Lei Zhang1, Guoyu Qiu2, Xiaohui Xu2, Yufeng Zhou3, Ruiming Chang4
1 Department of Biliary- Surgery, Guangdong Provincial Key Laboratory of Malignant Tumor Epigenetics and Gene Regulation, Sun Yat-Sen Memorial Hospital, Sun Yat-Sen University, Guangzhou, Guangdong, China
2 Department of Traditional Chinese Medicine and Chemical Drug, Lanzhou Institutes for Food and Drug Control, Lanzhou, Gansu, China
3 Laboratory Animal Center, Sun Yat-Sen University, Guangzhou, Guangdong, China
4 Boji Medical Center, Sun Yat-Sen Memorial Hospital, Sun Yat-Sen University, Guangzhou, Guangdong, China
|Date of Web Publication||28-Dec-2018|
Dr. Ruiming Chang
Boji Medical Center, Sun Yat-Sen Memorial Hospital, Sun Yat-Sen University, 107 Yan Jiang West Road, Guangzhou 510120, Guangdong
Source of Support: None, Conflict of Interest: None
Hepatocellular carcinoma (HCC) mostly develops in patients with chronic liver disease, driven by a vicious cycle of liver injury, inflammation, and regeneration. Increasing evidence points to the influence of bacterial gut microbiota influence on chronic liver disease and the development of HCC. We will review how bacterial gut microbiota contributes to HCC and relevant therapeutic strategies, focusing on alterations of the bacterial gut microbiota at different disease stages and mechanisms by which it contributes to disease progression and HCC development in different types of liver diseases.

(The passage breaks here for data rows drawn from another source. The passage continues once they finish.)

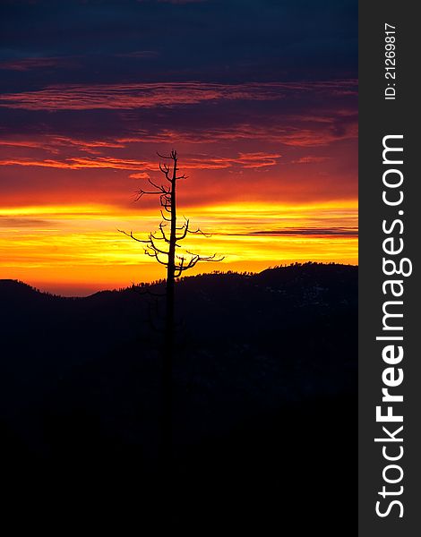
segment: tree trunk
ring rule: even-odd
[[[173,178],[171,181],[171,227],[169,238],[168,264],[167,268],[167,304],[165,323],[165,343],[162,370],[163,388],[163,430],[162,450],[165,465],[169,471],[172,458],[172,378],[175,338],[175,272],[176,272],[176,176],[177,159],[174,159]],[[169,475],[169,473],[168,473]]]

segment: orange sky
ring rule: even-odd
[[[212,234],[190,238],[186,248],[225,256],[185,275],[307,260],[357,264],[354,56],[344,55],[343,68],[331,56],[329,67],[315,37],[319,64],[314,45],[304,62],[299,39],[301,63],[289,64],[277,52],[278,28],[271,18],[266,23],[274,31],[271,58],[261,51],[252,69],[240,47],[224,73],[210,67],[212,29],[210,56],[203,51],[209,65],[198,56],[191,66],[190,48],[168,70],[159,49],[93,57],[88,45],[77,57],[36,61],[21,51],[0,62],[0,278],[72,295],[164,277],[165,268],[117,230],[146,238],[157,228],[159,200],[134,202],[135,192],[148,178],[161,181],[157,151],[171,149],[188,175],[178,183],[178,214]],[[263,57],[270,64],[259,71]]]

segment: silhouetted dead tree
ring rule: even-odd
[[[165,177],[163,183],[157,183],[149,179],[151,190],[140,190],[136,200],[144,195],[157,195],[159,197],[162,220],[159,229],[150,233],[146,240],[141,240],[133,235],[133,232],[121,233],[126,234],[133,241],[144,244],[144,252],[149,257],[154,258],[159,264],[167,268],[166,286],[166,320],[163,359],[163,391],[164,391],[164,446],[170,449],[171,446],[171,400],[172,400],[172,367],[175,339],[175,281],[186,270],[193,268],[200,261],[221,261],[223,257],[201,256],[186,251],[185,253],[177,253],[180,243],[189,234],[202,234],[205,237],[210,235],[203,233],[200,228],[192,229],[190,220],[185,217],[181,226],[177,223],[176,186],[178,181],[185,179],[185,175],[178,175],[178,157],[175,150],[169,155],[158,156],[164,160],[159,163],[159,170]],[[169,161],[167,163],[166,161]]]

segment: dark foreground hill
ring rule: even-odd
[[[1,443],[21,505],[98,502],[103,521],[123,506],[157,524],[170,510],[197,534],[211,521],[355,534],[336,521],[356,513],[357,268],[177,284],[169,486],[157,458],[163,304],[147,290],[163,285],[71,299],[0,281]],[[55,493],[37,494],[41,482]]]

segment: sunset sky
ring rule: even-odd
[[[0,278],[63,294],[164,277],[156,152],[198,264],[357,263],[355,1],[4,0]],[[188,273],[190,274],[190,272]]]

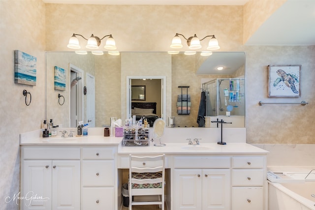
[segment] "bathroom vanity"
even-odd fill
[[[46,140],[27,134],[21,138],[21,195],[33,198],[21,199],[21,210],[121,210],[130,153],[165,154],[168,210],[266,208],[268,152],[245,142],[195,146],[167,138],[165,147],[124,147],[122,138],[101,135]]]

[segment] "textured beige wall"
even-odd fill
[[[287,0],[251,0],[244,6],[243,43]]]
[[[39,129],[44,119],[45,11],[45,5],[40,0],[0,0],[0,207],[2,210],[19,209],[16,201],[6,203],[4,200],[20,191],[19,134]],[[14,50],[36,57],[36,86],[14,83]],[[32,94],[29,106],[22,94],[24,89]]]

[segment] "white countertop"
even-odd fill
[[[164,147],[123,146],[120,144],[118,154],[172,153],[172,154],[266,154],[268,151],[247,143],[227,143],[220,145],[217,143],[203,143],[200,145],[189,145],[187,143],[166,143]]]

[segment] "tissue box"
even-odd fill
[[[115,137],[122,137],[124,136],[124,127],[115,127]]]

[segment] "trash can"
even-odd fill
[[[124,183],[122,189],[123,194],[123,205],[125,207],[129,207],[129,191],[128,191],[128,183]]]

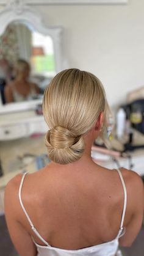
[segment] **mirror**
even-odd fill
[[[33,9],[17,7],[0,13],[0,113],[41,103],[62,69],[62,28],[46,28]]]

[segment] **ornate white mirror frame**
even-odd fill
[[[41,17],[34,8],[31,9],[21,0],[9,0],[5,7],[0,12],[0,36],[7,26],[12,22],[20,21],[28,23],[40,33],[49,35],[54,44],[54,57],[56,73],[62,70],[63,60],[62,53],[62,28],[60,27],[46,27],[43,24]],[[39,100],[10,103],[2,106],[0,97],[0,114],[34,108],[39,103]],[[40,101],[40,102],[41,100]]]

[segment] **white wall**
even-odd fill
[[[64,28],[70,67],[90,71],[103,82],[111,106],[144,85],[144,1],[127,5],[38,5],[48,26]]]

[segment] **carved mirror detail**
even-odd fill
[[[62,28],[46,27],[40,14],[20,0],[8,2],[0,12],[0,80],[2,75],[4,78],[2,65],[5,60],[14,67],[16,60],[23,59],[30,65],[30,81],[36,82],[43,93],[51,79],[62,70]],[[11,76],[15,78],[15,73]],[[20,103],[6,104],[2,86],[0,89],[0,113],[18,109]],[[36,98],[40,101],[41,97]],[[23,102],[24,107],[23,103],[20,106],[25,109],[26,104],[27,108],[34,104],[31,101]]]

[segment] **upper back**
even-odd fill
[[[126,181],[126,172],[122,171]],[[92,166],[90,172],[75,170],[74,174],[49,166],[26,177],[22,198],[39,233],[55,247],[74,249],[99,244],[114,239],[120,227],[124,192],[115,170]],[[131,218],[129,208],[124,225]],[[43,244],[24,214],[21,218]]]

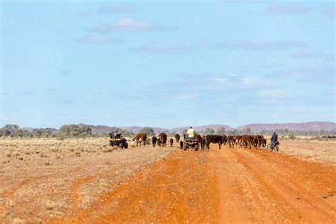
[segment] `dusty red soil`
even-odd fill
[[[107,182],[109,190],[84,203],[84,186],[116,175],[118,170],[111,167],[101,177],[80,177],[71,182],[66,211],[43,221],[336,223],[332,162],[313,163],[283,153],[227,146],[221,150],[217,145],[199,152],[177,150],[138,169],[118,186]],[[13,191],[5,196],[13,196],[18,189]]]

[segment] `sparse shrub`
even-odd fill
[[[16,157],[18,157],[21,155],[21,153],[20,153],[20,152],[18,152],[18,151],[15,151],[11,153],[11,156]]]

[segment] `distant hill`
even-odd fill
[[[130,133],[133,132],[133,133],[139,133],[140,131],[141,131],[141,130],[142,130],[143,128],[145,128],[145,127],[139,127],[139,126],[118,127],[118,128],[127,130]],[[154,132],[155,133],[155,134],[159,134],[160,133],[167,133],[170,132],[170,130],[167,129],[167,128],[157,128],[157,127],[155,127],[155,128],[151,127],[151,128],[153,128]]]
[[[330,131],[336,129],[336,123],[332,122],[307,122],[307,123],[273,123],[273,124],[261,124],[254,123],[238,127],[237,129],[242,130],[244,128],[249,127],[254,133],[259,133],[262,130],[274,130],[288,129],[290,131],[319,131],[325,130]]]
[[[119,128],[116,127],[109,127],[109,126],[106,126],[106,125],[86,125],[84,123],[80,123],[79,124],[79,126],[81,127],[86,127],[86,128],[90,128],[92,134],[108,134],[112,131],[116,131],[118,130],[118,132],[122,132],[123,130]]]
[[[22,130],[26,130],[29,133],[34,133],[37,130],[50,130],[52,133],[57,133],[58,132],[58,130],[56,128],[31,128],[31,127],[24,127],[21,128]]]
[[[213,129],[213,130],[216,131],[217,129],[219,128],[225,128],[225,130],[236,130],[233,128],[231,128],[228,125],[201,125],[201,126],[195,126],[193,127],[193,128],[198,133],[202,133],[204,132],[207,128],[211,128]],[[181,127],[181,128],[176,128],[172,129],[172,132],[174,133],[181,133],[184,130],[189,128],[189,127]]]
[[[92,134],[99,134],[103,135],[111,133],[111,131],[128,131],[133,132],[133,133],[138,133],[144,127],[140,126],[126,126],[126,127],[111,127],[107,125],[86,125],[84,123],[80,123],[78,125],[82,127],[90,128],[91,130]],[[262,130],[285,130],[288,129],[289,131],[320,131],[321,130],[325,130],[326,131],[331,131],[336,129],[336,123],[332,122],[307,122],[307,123],[268,123],[268,124],[261,124],[261,123],[253,123],[246,125],[240,126],[237,128],[234,128],[225,125],[201,125],[201,126],[194,126],[194,128],[198,133],[203,133],[207,128],[211,128],[216,131],[219,128],[224,128],[225,130],[242,130],[244,128],[249,127],[251,128],[252,133],[260,133]],[[175,128],[172,129],[164,128],[152,128],[155,133],[157,135],[159,133],[182,133],[182,132],[188,129],[188,126]],[[26,127],[22,128],[22,129],[28,130],[30,133],[33,133],[38,128]],[[55,128],[41,128],[45,130],[48,130],[52,132],[59,131]]]

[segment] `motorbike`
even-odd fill
[[[276,141],[273,144],[272,147],[271,147],[271,143],[269,143],[267,145],[267,150],[269,152],[272,152],[273,150],[275,150],[276,152],[279,152],[279,145],[280,145],[280,142]]]

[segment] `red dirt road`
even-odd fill
[[[112,172],[113,171],[111,171]],[[336,169],[281,153],[176,151],[52,223],[336,223]]]

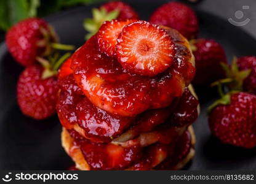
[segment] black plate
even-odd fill
[[[137,1],[131,5],[145,20],[161,4],[161,1],[152,1],[147,6]],[[201,37],[212,38],[222,44],[230,59],[233,55],[255,54],[255,39],[226,20],[196,7]],[[46,20],[54,26],[62,43],[78,47],[84,42],[86,32],[82,24],[84,18],[91,16],[91,8],[70,9]],[[17,80],[23,68],[13,60],[4,44],[0,46],[0,169],[66,169],[72,161],[60,145],[61,126],[57,118],[36,121],[23,115],[15,95]],[[255,170],[255,149],[247,150],[224,145],[210,136],[206,109],[214,98],[210,97],[210,93],[206,89],[200,89],[198,92],[202,103],[201,115],[194,124],[196,154],[186,169]]]

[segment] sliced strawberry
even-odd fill
[[[73,73],[73,70],[70,68],[71,61],[71,58],[69,58],[63,64],[62,64],[58,70],[58,78],[62,79]]]
[[[172,65],[172,37],[159,26],[138,21],[124,27],[118,39],[119,62],[132,73],[154,76]]]
[[[122,31],[122,28],[127,25],[134,21],[127,20],[118,21],[113,20],[105,21],[98,30],[98,43],[100,50],[108,56],[116,54],[116,40]]]

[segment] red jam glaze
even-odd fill
[[[173,126],[178,127],[192,124],[198,117],[198,100],[186,88],[178,105],[169,118],[169,122]]]
[[[173,147],[173,146],[172,146]],[[156,144],[145,148],[143,157],[127,170],[149,171],[162,162],[172,153],[172,145]]]
[[[70,68],[71,61],[71,58],[70,57],[62,64],[58,71],[58,79],[62,79],[73,73],[73,71]]]
[[[86,137],[92,141],[110,142],[120,135],[134,118],[111,114],[94,105],[87,98],[76,105],[78,125],[85,130]],[[97,141],[97,142],[98,142]]]
[[[91,170],[122,169],[141,157],[142,148],[138,147],[123,148],[112,144],[92,142],[74,131],[70,132]]]
[[[94,105],[76,85],[72,75],[58,82],[62,90],[57,109],[61,123],[66,129],[72,129],[78,124],[85,131],[85,137],[94,142],[110,142],[132,123],[134,125],[125,134],[125,137],[123,136],[118,139],[126,141],[141,132],[151,131],[167,119],[178,101],[174,101],[169,107],[150,110],[135,118],[119,117]]]
[[[62,126],[71,129],[78,123],[76,104],[84,98],[84,94],[72,75],[59,78],[58,84],[61,89],[56,105],[58,116]]]
[[[191,136],[188,131],[185,131],[179,138],[173,150],[173,154],[169,155],[162,163],[158,166],[158,170],[172,169],[189,153],[191,147]]]
[[[77,169],[76,167],[76,166],[72,166],[71,167],[70,167],[70,168],[68,168],[69,171],[79,171],[79,169]]]
[[[185,87],[183,77],[173,68],[154,77],[129,74],[116,59],[99,52],[95,37],[75,52],[71,67],[78,85],[94,105],[122,116],[165,107],[174,97],[181,96]],[[182,68],[178,66],[180,71]]]

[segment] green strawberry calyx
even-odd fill
[[[59,53],[56,52],[50,56],[48,59],[41,57],[37,57],[36,60],[44,69],[42,73],[42,79],[46,79],[57,75],[59,67],[70,55],[71,53],[68,52],[60,56]]]
[[[104,21],[116,19],[119,15],[118,10],[107,12],[105,8],[92,9],[92,18],[86,18],[84,21],[84,28],[89,32],[85,37],[86,40],[98,32]]]

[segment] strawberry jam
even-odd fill
[[[62,145],[78,168],[169,169],[189,158],[191,136],[187,129],[198,115],[198,101],[186,87],[194,75],[194,59],[188,42],[174,29],[164,29],[175,49],[171,62],[169,48],[158,48],[162,43],[153,48],[164,67],[158,65],[161,61],[157,58],[145,60],[147,54],[142,60],[142,53],[136,53],[138,47],[132,50],[126,41],[118,54],[115,43],[106,52],[109,45],[104,39],[111,33],[103,29],[104,36],[92,36],[60,69],[57,110],[65,128]],[[100,50],[99,37],[104,41]],[[144,46],[138,47],[140,52],[154,56],[153,47]],[[126,55],[124,52],[129,53],[127,59],[150,61],[159,70],[146,68],[142,73],[122,66],[118,59],[119,55]],[[149,70],[151,74],[146,73]]]
[[[95,143],[81,137],[71,131],[91,170],[118,170],[129,166],[141,156],[141,148],[137,146],[123,148],[112,144]]]
[[[174,167],[188,155],[191,147],[191,136],[190,132],[186,131],[182,134],[175,144],[173,154],[170,155],[164,161],[158,166],[156,169],[172,169]]]

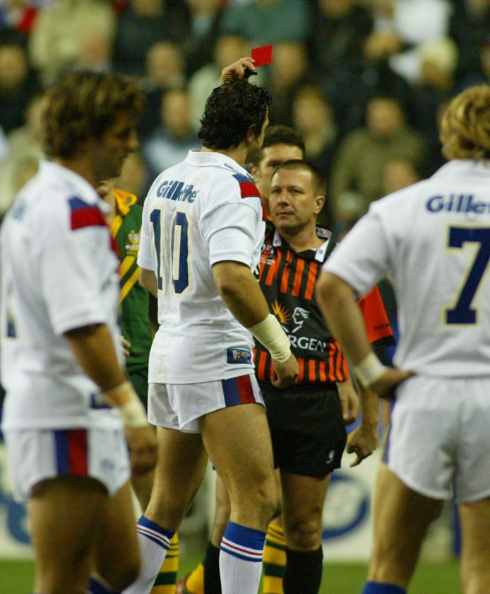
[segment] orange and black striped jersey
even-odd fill
[[[294,252],[279,233],[268,228],[262,249],[258,278],[269,307],[291,342],[298,359],[297,383],[343,382],[347,365],[340,346],[325,326],[314,296],[321,267],[333,247],[330,231],[318,228],[325,239],[318,250]],[[377,286],[359,301],[369,340],[376,350],[394,344],[393,333]],[[270,381],[270,356],[256,341],[256,373]]]

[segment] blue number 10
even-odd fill
[[[153,226],[155,248],[157,252],[157,281],[158,290],[163,290],[162,270],[162,211],[155,209],[150,214]],[[178,212],[172,226],[170,251],[172,261],[169,268],[172,270],[172,282],[174,291],[183,293],[189,286],[189,221],[185,212]]]

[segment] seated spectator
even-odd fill
[[[374,0],[375,29],[369,43],[389,58],[393,70],[409,83],[419,80],[417,47],[448,37],[450,0]]]
[[[458,49],[455,93],[482,80],[482,52],[489,45],[490,2],[460,0],[455,3],[449,34]]]
[[[406,124],[401,106],[394,99],[376,97],[368,103],[366,125],[343,139],[332,169],[330,192],[336,222],[349,227],[354,222],[342,218],[342,202],[346,192],[359,200],[358,216],[373,200],[384,194],[383,170],[394,158],[408,159],[417,166],[425,164],[426,147],[420,135]],[[355,209],[353,209],[355,211]]]
[[[426,176],[445,162],[439,141],[439,112],[454,93],[458,48],[453,41],[446,37],[422,44],[418,53],[421,74],[419,82],[412,88],[412,121],[427,143],[427,169],[424,171]]]
[[[383,168],[383,194],[398,192],[422,179],[417,165],[409,159],[390,159]]]
[[[191,110],[187,91],[167,91],[162,99],[161,125],[142,149],[150,182],[165,169],[182,161],[191,148],[201,148],[201,143],[191,125]]]
[[[292,105],[292,120],[294,129],[304,141],[304,158],[316,165],[328,180],[338,135],[332,107],[318,86],[299,88]],[[332,223],[329,190],[326,188],[323,208],[318,216],[318,225],[327,228]]]
[[[311,19],[310,61],[325,82],[364,59],[364,41],[373,30],[372,11],[356,0],[318,0]]]
[[[0,127],[5,134],[22,126],[29,101],[41,91],[30,67],[24,38],[11,29],[0,34]]]
[[[181,40],[181,46],[187,65],[186,74],[190,76],[213,61],[215,44],[221,32],[224,2],[186,0],[186,4],[190,13],[190,30]]]
[[[73,69],[88,33],[112,43],[115,16],[108,0],[53,0],[38,13],[30,34],[29,54],[49,86]]]
[[[251,0],[232,3],[223,15],[223,33],[245,37],[252,47],[281,41],[306,42],[310,7],[304,0]],[[283,123],[283,122],[282,122]]]
[[[0,211],[5,212],[16,194],[37,170],[43,156],[42,113],[46,107],[44,95],[32,98],[25,112],[25,124],[7,136],[8,150],[0,163]]]
[[[147,139],[160,124],[160,106],[165,93],[170,89],[182,88],[186,83],[182,50],[174,42],[160,41],[152,45],[146,55],[145,64],[146,74],[141,83],[146,95],[146,105],[138,124],[141,140]]]
[[[274,46],[267,87],[273,95],[269,112],[271,125],[292,126],[292,104],[299,87],[312,82],[306,46],[283,41]]]
[[[114,70],[144,76],[146,57],[161,41],[180,44],[189,33],[189,10],[169,0],[130,0],[117,18],[112,55]]]

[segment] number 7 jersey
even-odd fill
[[[359,294],[393,274],[397,366],[482,376],[490,375],[489,257],[490,167],[456,160],[373,203],[324,267]]]
[[[221,153],[191,151],[155,180],[138,256],[158,286],[150,382],[196,383],[253,372],[252,336],[225,305],[212,267],[232,261],[254,270],[264,219],[251,177]]]

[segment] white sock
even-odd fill
[[[220,551],[222,594],[257,594],[265,532],[229,522]]]
[[[174,532],[162,528],[144,516],[138,520],[136,532],[141,569],[138,579],[123,592],[124,594],[149,594],[170,547]]]

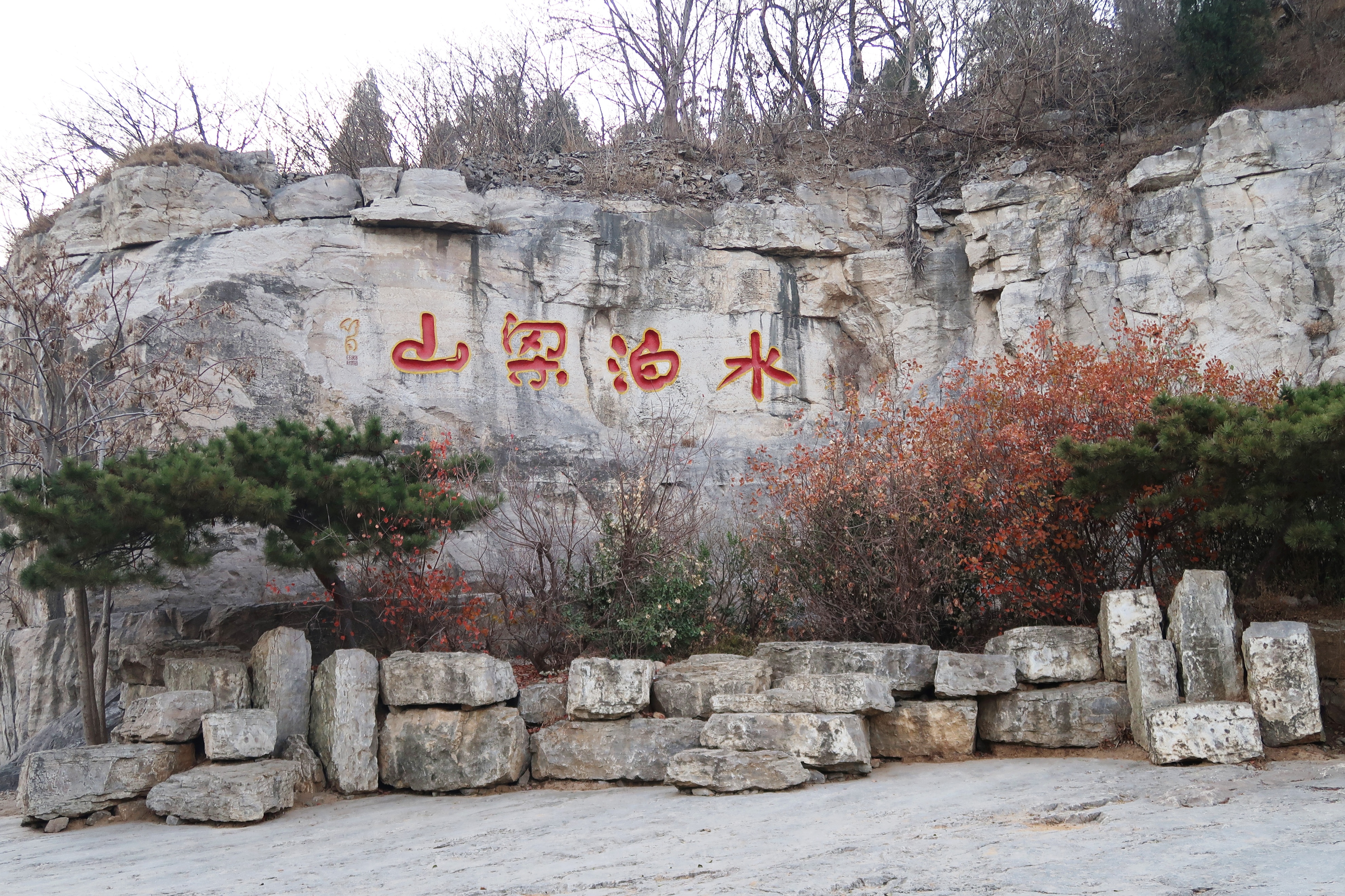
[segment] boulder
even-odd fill
[[[488,653],[398,650],[379,668],[389,707],[488,707],[518,696],[514,666]]]
[[[1126,657],[1126,697],[1130,700],[1130,736],[1149,750],[1149,723],[1154,709],[1171,707],[1177,695],[1177,652],[1171,641],[1135,638]]]
[[[215,705],[208,690],[165,690],[133,700],[113,732],[128,743],[186,743],[200,733],[200,717]]]
[[[804,766],[827,771],[869,771],[869,733],[863,719],[811,712],[716,713],[705,723],[701,746],[721,750],[783,750]]]
[[[565,717],[565,685],[535,684],[518,690],[518,715],[530,725],[549,725]]]
[[[970,756],[976,748],[975,700],[898,700],[869,717],[874,756]]]
[[[574,719],[620,719],[650,705],[648,660],[580,658],[570,662],[566,712]]]
[[[1228,574],[1186,570],[1167,604],[1167,639],[1177,649],[1186,703],[1245,699],[1240,635]]]
[[[701,746],[699,719],[561,721],[533,735],[533,778],[663,780],[668,760]]]
[[[986,653],[1013,657],[1018,681],[1091,681],[1102,673],[1098,630],[1081,626],[1024,626],[986,642]]]
[[[191,768],[192,744],[102,744],[31,754],[19,772],[19,810],[43,821],[87,815],[144,797]]]
[[[252,685],[247,664],[237,657],[178,657],[164,660],[164,685],[168,690],[208,690],[215,709],[247,709]]]
[[[308,697],[313,684],[313,649],[297,629],[272,629],[252,650],[252,705],[276,713],[276,748],[291,737],[308,737]]]
[[[1267,747],[1322,739],[1313,633],[1303,622],[1254,622],[1243,633],[1247,696]]]
[[[1219,763],[1260,756],[1260,727],[1250,703],[1219,700],[1159,707],[1149,713],[1149,760],[1165,766],[1189,759]]]
[[[276,752],[276,713],[270,709],[207,712],[200,717],[211,759],[257,759]]]
[[[777,686],[808,696],[808,712],[858,712],[872,716],[892,712],[892,688],[888,678],[866,672],[839,672],[830,676],[785,676]]]
[[[378,789],[378,660],[366,650],[338,650],[313,676],[308,737],[327,783],[343,794]]]
[[[1137,638],[1163,637],[1163,613],[1153,588],[1126,588],[1102,595],[1098,639],[1102,673],[1108,681],[1126,680],[1126,653]]]
[[[983,697],[1018,686],[1018,666],[1002,654],[939,652],[933,692],[939,697]]]
[[[982,740],[1033,747],[1100,747],[1130,727],[1130,700],[1119,681],[1068,684],[983,697]]]
[[[350,175],[320,175],[286,184],[270,197],[270,214],[293,218],[346,218],[364,204],[359,184]]]
[[[190,821],[260,821],[295,805],[297,778],[299,763],[288,759],[198,766],[155,785],[145,802]]]
[[[896,697],[913,697],[933,684],[937,657],[923,643],[853,643],[831,641],[768,641],[756,656],[771,665],[772,680],[794,674],[830,676],[868,672],[889,678]]]
[[[705,653],[663,666],[654,676],[654,709],[670,717],[707,719],[716,695],[760,693],[771,686],[771,666],[733,653]]]
[[[664,783],[716,793],[785,790],[808,779],[799,758],[779,750],[683,750],[668,762]]]
[[[514,707],[393,709],[378,739],[378,775],[389,787],[448,791],[512,783],[527,760],[527,725]]]

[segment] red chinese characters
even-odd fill
[[[500,329],[500,344],[504,345],[506,355],[516,355],[504,367],[508,369],[508,382],[522,386],[525,380],[519,373],[533,373],[526,380],[534,390],[546,388],[546,380],[555,372],[555,384],[565,386],[570,382],[570,375],[561,369],[561,359],[565,357],[566,333],[565,324],[560,321],[521,321],[514,313],[504,316],[504,326]],[[515,349],[515,345],[518,348]]]
[[[404,339],[393,345],[393,367],[404,373],[443,373],[444,371],[461,371],[472,356],[472,349],[467,343],[459,343],[457,351],[449,357],[434,357],[438,348],[438,339],[434,333],[434,316],[429,312],[421,314],[421,337]]]
[[[612,388],[623,395],[631,388],[631,384],[627,382],[625,371],[621,369],[621,361],[617,359],[627,360],[631,380],[642,392],[658,392],[664,386],[670,386],[677,379],[678,371],[682,369],[682,359],[672,349],[663,348],[663,337],[655,329],[644,330],[644,339],[633,351],[629,351],[628,359],[625,337],[613,336],[612,352],[616,353],[616,357],[607,359],[607,369],[616,373]],[[666,364],[667,368],[660,369],[660,364]]]
[[[765,357],[761,357],[761,333],[757,330],[752,330],[751,351],[752,353],[744,357],[724,359],[724,363],[732,369],[728,376],[720,380],[716,391],[724,388],[749,371],[752,372],[752,398],[759,402],[765,398],[767,376],[781,386],[794,386],[799,382],[798,376],[775,365],[775,363],[780,360],[780,349],[775,345],[772,345],[765,353]]]

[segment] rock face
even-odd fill
[[[970,756],[976,748],[975,700],[901,700],[869,719],[874,756]]]
[[[1018,666],[1005,654],[939,652],[933,692],[940,697],[983,697],[1018,686]]]
[[[1184,703],[1149,713],[1149,759],[1155,766],[1188,759],[1236,763],[1263,752],[1248,703]]]
[[[650,705],[652,682],[648,660],[574,660],[565,707],[574,719],[633,716]]]
[[[165,690],[130,701],[113,732],[129,743],[186,743],[200,733],[200,717],[215,705],[208,690]]]
[[[733,653],[687,657],[654,674],[654,709],[670,717],[709,719],[718,695],[761,693],[771,686],[771,666]]]
[[[272,629],[252,650],[252,704],[276,713],[276,748],[291,737],[308,737],[308,696],[313,682],[313,649],[297,629]]]
[[[371,653],[338,650],[317,666],[308,736],[332,790],[378,789],[375,703],[378,660]]]
[[[668,762],[666,783],[716,793],[785,790],[808,779],[803,763],[779,750],[683,750]]]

Keywords: Bacteria gut microbiota, liver diseases, mechanisms
|How to cite this article:|
Zhang L, Qiu G, Xu X, Zhou Y, Chang R. Novel insights into the role of bacterial gut microbiota in hepatocellular carcinoma. Cancer Transl Med 2018;4:163-6
|How to cite this URL:|
Zhang L, Qiu G, Xu X, Zhou Y, Chang R. Novel insights into the role of bacterial gut microbiota in hepatocellular carcinoma. Cancer Transl Med [serial online] 2018 [cited 2019 Aug 19];4:163-6. Available from: http://www.cancertm.com/text.asp?2018/4/6/163/248974
| Introduction|| |
Hepatocellular carcinoma (HCC) is the most common primary carcinoma of the liver. Most cases arise in chronically inflamed and subsequently cirrhotic livers. Drug abuse, alcohol abuse, autoimmunity, or infections are major risk factors., Large bodies of evidence have shown the influence of the gut microbiota on human health. Although it benefits the host in metabolism and immunity,, it is also increasingly recognized in disease processes. As bacteria are most dominant in the gut, we will focus on the bacterial gut microbiota. It takes part in disease development not only via local effects but also at distant sites, such as the liver, along the gut-microbiota-liver axis.,,, Owing to its anatomical connection, not only does the liver absorb nutrient substance, but it is also the first target of the bacterial gut microbiota. The intestinal mucosal barrier ensures that exposure is minimal; however, failing barrier contributes to the progression of liver diseases and thereby increases the risk of the development of HCC as the end stage of the chronic liver disease process., Here, we will concentrate on how bacterial gut microbiota contributes to liver disease progression at various stages and promote HCC in all processes and therapeutic strategies to interrupt this disease-promoting pathway.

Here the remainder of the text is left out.